I'm not sure it's really more counterintuitive that (known) ability to predict can be a disadvantage than it is that (known) having more options can be a disadvantage.

I wonder if it might be fruitful to think generally about decision theories in terms of their ability to rule out suboptimal decisions, as opposed to their ability to select the optimal decision.

I also wanted you to read something I wrote below:

When described in this way, I am reminded that I would be very interested to see this sort of problem examined in the modal agents framework. I have to flag that I lack a technical understanding of this sort of thing, but it seems like we can imagine the agents as formal systems, with B stronger than A, and A forcing B to prove that A defects by making it provable in A that A defects, and since B is stronger than A, it is also provable in B that A defects.

Also, there are variants with imperfect predictors:

It can be shown that A behaves precisely as an agent would if it cooperates with an arbitrary agent C if P(C predicts A defects | A defects) is less than 0.5, is indifferent if that probability equals 0.5, and defects if that probability is greater than 0.5.

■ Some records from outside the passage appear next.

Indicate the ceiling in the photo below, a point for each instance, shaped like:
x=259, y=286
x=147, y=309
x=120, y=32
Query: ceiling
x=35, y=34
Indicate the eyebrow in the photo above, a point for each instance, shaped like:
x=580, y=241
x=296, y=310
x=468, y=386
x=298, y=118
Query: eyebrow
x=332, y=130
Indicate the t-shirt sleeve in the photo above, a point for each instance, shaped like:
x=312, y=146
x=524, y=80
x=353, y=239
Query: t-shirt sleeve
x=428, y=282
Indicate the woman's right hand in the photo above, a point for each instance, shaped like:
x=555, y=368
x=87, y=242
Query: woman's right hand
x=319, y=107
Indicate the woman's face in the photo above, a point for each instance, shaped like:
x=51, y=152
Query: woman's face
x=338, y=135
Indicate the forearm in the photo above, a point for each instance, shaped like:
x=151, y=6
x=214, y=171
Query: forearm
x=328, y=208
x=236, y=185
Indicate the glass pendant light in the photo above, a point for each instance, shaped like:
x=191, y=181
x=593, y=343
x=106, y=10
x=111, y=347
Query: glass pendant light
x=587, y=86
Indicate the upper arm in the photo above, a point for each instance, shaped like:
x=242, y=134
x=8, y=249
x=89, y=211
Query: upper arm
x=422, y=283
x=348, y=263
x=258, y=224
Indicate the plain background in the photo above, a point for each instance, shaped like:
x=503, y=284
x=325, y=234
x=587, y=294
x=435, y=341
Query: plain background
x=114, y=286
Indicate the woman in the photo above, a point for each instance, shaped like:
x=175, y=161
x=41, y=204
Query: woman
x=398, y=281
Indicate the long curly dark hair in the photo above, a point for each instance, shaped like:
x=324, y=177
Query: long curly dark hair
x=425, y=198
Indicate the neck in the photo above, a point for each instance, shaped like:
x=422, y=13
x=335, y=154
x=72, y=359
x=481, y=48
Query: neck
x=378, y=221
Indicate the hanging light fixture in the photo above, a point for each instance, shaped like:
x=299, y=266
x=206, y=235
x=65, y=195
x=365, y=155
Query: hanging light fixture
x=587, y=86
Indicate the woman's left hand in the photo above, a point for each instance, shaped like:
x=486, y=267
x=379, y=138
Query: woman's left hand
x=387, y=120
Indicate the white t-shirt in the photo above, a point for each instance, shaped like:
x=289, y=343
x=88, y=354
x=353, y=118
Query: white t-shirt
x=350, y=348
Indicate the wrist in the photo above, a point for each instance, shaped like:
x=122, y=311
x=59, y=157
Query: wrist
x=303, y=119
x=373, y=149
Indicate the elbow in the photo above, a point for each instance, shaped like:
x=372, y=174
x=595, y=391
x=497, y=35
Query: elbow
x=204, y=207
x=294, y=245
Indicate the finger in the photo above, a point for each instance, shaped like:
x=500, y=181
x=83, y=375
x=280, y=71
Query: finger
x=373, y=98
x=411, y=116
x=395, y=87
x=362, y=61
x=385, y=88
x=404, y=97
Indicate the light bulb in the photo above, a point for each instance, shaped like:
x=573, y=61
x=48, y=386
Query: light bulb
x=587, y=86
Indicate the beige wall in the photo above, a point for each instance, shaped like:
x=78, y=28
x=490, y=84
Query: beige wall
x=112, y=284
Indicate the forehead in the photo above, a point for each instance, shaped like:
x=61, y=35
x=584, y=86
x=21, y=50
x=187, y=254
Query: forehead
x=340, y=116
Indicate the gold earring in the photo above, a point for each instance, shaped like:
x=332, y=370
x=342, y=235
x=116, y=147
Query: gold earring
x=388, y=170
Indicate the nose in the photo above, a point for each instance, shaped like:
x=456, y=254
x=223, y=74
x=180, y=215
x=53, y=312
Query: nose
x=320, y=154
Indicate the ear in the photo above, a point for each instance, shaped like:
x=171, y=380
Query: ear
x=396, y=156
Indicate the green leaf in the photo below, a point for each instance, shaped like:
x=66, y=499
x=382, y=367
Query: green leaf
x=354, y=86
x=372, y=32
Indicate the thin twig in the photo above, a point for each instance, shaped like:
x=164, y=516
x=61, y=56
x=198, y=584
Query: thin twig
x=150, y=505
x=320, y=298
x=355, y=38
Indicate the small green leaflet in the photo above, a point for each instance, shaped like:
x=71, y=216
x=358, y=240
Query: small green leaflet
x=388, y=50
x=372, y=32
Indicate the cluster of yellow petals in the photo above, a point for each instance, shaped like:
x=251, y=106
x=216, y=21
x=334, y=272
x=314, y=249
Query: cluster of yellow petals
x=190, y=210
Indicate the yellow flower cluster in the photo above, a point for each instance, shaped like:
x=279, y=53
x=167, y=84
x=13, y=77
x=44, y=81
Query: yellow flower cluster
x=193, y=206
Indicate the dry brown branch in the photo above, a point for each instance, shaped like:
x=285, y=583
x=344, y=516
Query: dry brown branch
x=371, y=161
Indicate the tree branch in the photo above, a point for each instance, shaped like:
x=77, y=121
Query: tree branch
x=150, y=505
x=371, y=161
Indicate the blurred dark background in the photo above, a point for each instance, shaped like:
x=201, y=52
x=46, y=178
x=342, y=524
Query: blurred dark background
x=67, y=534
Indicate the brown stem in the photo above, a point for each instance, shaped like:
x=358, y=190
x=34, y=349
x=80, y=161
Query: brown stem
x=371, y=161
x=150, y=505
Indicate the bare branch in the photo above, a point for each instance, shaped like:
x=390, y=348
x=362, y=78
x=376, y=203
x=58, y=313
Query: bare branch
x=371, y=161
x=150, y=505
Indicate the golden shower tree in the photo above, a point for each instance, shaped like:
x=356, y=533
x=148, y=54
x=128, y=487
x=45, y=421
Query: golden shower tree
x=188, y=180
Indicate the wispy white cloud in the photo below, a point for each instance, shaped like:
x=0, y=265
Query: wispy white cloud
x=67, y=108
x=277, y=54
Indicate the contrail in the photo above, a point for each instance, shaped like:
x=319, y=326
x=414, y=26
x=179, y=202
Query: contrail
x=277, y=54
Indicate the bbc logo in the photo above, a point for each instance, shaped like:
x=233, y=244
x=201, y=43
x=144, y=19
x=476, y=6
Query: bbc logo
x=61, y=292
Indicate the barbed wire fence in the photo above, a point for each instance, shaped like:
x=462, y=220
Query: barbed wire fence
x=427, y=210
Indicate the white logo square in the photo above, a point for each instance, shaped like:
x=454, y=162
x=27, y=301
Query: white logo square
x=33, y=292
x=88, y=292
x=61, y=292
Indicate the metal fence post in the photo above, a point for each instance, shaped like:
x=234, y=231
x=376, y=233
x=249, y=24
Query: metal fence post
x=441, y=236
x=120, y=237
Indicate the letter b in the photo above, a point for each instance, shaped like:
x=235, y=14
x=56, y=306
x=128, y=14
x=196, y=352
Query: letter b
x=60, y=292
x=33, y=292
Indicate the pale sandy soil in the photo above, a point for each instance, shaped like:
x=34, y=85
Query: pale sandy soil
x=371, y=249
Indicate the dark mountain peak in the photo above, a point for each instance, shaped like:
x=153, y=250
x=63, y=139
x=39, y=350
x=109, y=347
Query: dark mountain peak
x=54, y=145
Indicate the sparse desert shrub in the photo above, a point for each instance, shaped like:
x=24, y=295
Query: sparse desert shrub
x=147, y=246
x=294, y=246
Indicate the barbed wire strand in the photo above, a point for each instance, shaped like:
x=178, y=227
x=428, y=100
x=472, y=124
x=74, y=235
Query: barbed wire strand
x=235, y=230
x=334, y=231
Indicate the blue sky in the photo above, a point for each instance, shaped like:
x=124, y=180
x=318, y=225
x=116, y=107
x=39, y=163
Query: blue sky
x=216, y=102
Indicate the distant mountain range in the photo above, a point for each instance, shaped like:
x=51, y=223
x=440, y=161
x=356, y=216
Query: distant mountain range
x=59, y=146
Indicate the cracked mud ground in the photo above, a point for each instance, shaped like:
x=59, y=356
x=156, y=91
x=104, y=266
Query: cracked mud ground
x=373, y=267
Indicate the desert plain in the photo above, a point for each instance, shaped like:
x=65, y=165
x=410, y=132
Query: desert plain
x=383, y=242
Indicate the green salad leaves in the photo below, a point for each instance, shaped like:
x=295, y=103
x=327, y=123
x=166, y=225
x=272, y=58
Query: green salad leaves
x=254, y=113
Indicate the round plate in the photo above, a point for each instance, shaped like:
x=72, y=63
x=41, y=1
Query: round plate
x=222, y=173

Suppose that B's predictive accuracy is greater than 50 percent. Then the expected utility of A defecting is 2p + 0(1 - p), and the expected utility of A cooperating is 1p + 1(1 - p), and the expected utility of defection is greater than that of cooperation. Plug in numbers if you need to. There are similar proofs that if B's predictions are random, then A is indifferent, and if B's predictive ability is less than 50 percent, then A cooperates.